Al met and married his wife and life-long partner Ann Elizabeth Rogers while at the University of Minnesota. He completed a post-doctoral Fellowship at Harvard University and joined the faculty at Michigan State University (MSU) in 1960 with his growing family. Daughter Lori was born in Cambridge, MA, while daughter Leah and sons Albert ‘Bert’ and Brian were born in East Lansing, MI. Al and Ann were married for 65 years.

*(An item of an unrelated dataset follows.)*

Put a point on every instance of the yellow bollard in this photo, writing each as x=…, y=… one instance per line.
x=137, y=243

In 1980 the family moved to San Carlos, CA, where he joined the International Plant Research Institute (IPRI) as Head of the Plant Pathology Group. In 1983, he joined the faculty at the University of Wisconsin, Madison, as a Professor in the Department of Plant Pathology with a joint appointment in the Department of Genetics. Al was an international recognized authority on the genetics of host-pathogen interactions. His research focused primarily on fungal pathogens of cereal grains including barley, wheat, corn, and rice. Later in his career he established a breeding program to select for natural resistance to blight disease of Chestnut. He was frequently invited to speak at national and international meetings where he, his students, and his postdoctoral fellows presented the results of their research.
He was a caring mentor for numerous students and post-doctoral fellows, many of whom have remained in contact with him and Ann. He received several prestigious academic honors during his career. Most notably, he was elected as a Fellow of the American Phytopathological Society (APS) in 1978, he received the Distinguished Alumni Award from the Department of Plant Pathology (U Minnesota) in 2003, and he was honored with an Honorary Doctorate of Agricultural Sciences and Technologies from the University of Naples, Italy, in 1995. He was the Director of Research for the American Chestnut Foundation for many years, and he and family planted numerous Chestnut trees at their Dodgeville ‘tree farm’. Al traveled and worked on 6 different continents (alas, not Antarctica!) with his students and collaborators. He was a member of the local Ygdrasil Literary Society.
Al was a proud and loyal family man. The family enjoyed camping every summer (often at the location of the APS meeting) and Christmas trips to Minnesota most years to visit the Ellingboe and Rogers families. Al’s hobbies were his tractors and old cars at the Dodgeville farm, especially his 1933 B-Farmall tractor that he brought over from the family farm in Lakeville. He loved giving tractor rides and sleigh rides on the farm to his children and grandchildren – all of whom he taught to drive a tractor. He enjoyed canoeing in the Boundary Waters with family, Boy Scouts, and former colleagues from his MSU days. Al was always ready to go driving on a road trip. He spent many happy hours perusing maps and atlases of the U.S. and Australia. He often preferred ‘the road less traveled’.